Según el ex presidente de la Reserva Federal de los Estados Unidos, Alan Greenspan, “un voto por el Sí sería para Escocia un grave error económico y un desastre geopolítico para Occidente”. Sin lugar a dudas, la secesión hubiera disminuido el peso específico del Reino Unido en el mundo, de lo que indiscutiblemente se ha beneficiado también Escocia, que actualmente, dígase lo que se diga, goza de gran autonomía y en donde la tasa de desempleo es dos puntos porcentuales menor que en el resto del país.
La independencia de Escocia casi seguro hubiera provocado la separación de Gran Bretaña de la Unión Europea. Recuérdese que Cameron, frente al avance del euroescepticismo dentro de las filas de su propio Partido Conservador y del Partido de la Independencia, una formación de creciente influencia, se vio en la obligación de pactar la celebración de un referéndum en el 2017 para decidir sobre la permanencia del Reino Unido en la UE. Y resulta que durante los últimos 30 años Escocia ha sido un bastión de las posiciones europeístas.
Fue justamente en el contexto de la avalancha de críticas sobre el supuesto intento de Cameron de destruir el bloque comunitario que Salmand logró arrancarle a los poderes británicos la concesión de la celebración del referéndum sobre la independencia de Escocia.
De haber ganado el sí en Escocia se habría abierto las puertas a uno de los procesos de discusión más difíciles de toda la historia, que hubiera abarcado desde la delimitación de los territorios, pasando por determinar la parte proporcional de la deuda pública británica que le correspondería a cada quien, hasta el destino de la base de submarinos nucleares existente en territorio escocés, el costo de cuyo traslado se calcula en cifras astronómicas.
Los soberanistas escoceses lograron en todo momento identificar el unionismo con las políticas de austeridad implementada por el gobierno de Cameron. En el fondo de la cuestión, por tanto, estuvo siempre la crisis económica. Si se toma en cuenta que el “No” lo respaldaban los tres grandes partidos nacionales del Reino Unido, como ya dijimos, el caudal de votos obtenidos por el “Sí” fue enorme. Semejante resultado solo fue posible por el peso de la crisis económica y la inconformidad por la forma en que se enfrenta.
La victoria del “No” en Escocia produjo gran alivio en los países con movimientos separatistas, como España, Francia, Bélgica e Italia. Un resultado contrario hubiera dado un tremendo impulso al secesionismo en todo el mundo, sobre todo en los países más próximos.
No es exagerado decir que 4,3 millones de escoceses, incluyendo miles de menores de 18 años, tuvieron la grave responsabilidad de decidir sobre asuntos de trascendencia global.

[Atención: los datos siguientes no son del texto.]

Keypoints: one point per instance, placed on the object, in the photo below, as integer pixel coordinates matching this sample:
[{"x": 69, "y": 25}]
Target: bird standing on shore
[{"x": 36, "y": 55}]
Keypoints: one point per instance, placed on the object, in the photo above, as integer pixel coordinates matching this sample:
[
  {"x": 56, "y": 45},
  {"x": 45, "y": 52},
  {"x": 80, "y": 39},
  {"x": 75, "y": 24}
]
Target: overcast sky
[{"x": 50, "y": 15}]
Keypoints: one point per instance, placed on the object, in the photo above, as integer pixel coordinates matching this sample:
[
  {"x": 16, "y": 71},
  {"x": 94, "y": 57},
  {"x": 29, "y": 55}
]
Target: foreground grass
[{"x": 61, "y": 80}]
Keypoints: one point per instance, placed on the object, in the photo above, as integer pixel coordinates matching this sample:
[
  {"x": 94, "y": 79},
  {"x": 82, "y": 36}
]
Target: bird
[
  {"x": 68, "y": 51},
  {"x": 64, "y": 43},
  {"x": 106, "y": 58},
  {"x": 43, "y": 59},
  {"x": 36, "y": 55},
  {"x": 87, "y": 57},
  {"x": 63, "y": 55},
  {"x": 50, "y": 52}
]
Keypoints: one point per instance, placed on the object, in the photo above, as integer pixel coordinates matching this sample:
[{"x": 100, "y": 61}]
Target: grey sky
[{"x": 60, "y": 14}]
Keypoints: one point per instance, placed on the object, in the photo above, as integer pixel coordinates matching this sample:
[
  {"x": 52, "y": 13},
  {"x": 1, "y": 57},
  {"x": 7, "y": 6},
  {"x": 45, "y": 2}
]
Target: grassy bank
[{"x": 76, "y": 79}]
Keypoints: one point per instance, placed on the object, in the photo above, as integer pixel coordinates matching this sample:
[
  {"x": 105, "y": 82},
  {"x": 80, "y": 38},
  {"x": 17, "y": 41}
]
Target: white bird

A ese proceso hubo que someterse por respeto a la democracia y al derecho de los pueblos a la autodeterminación, que tiene hoy una dimensión distinta después de lo ocurrido en la antigua Yugoslavia y del reconocimiento de la independencia de Kosovo.
El poderío militar no sirve para nada cuando, en determinadas circunstancias, los pueblos toman sus decisiones. Quedó claramente demostrado en la antigua Unión Soviética, más recientemente en Ferguson, Estado de Luisiana, Estados Unidos, y ahora en el Reino Unido de Gran Bretaña.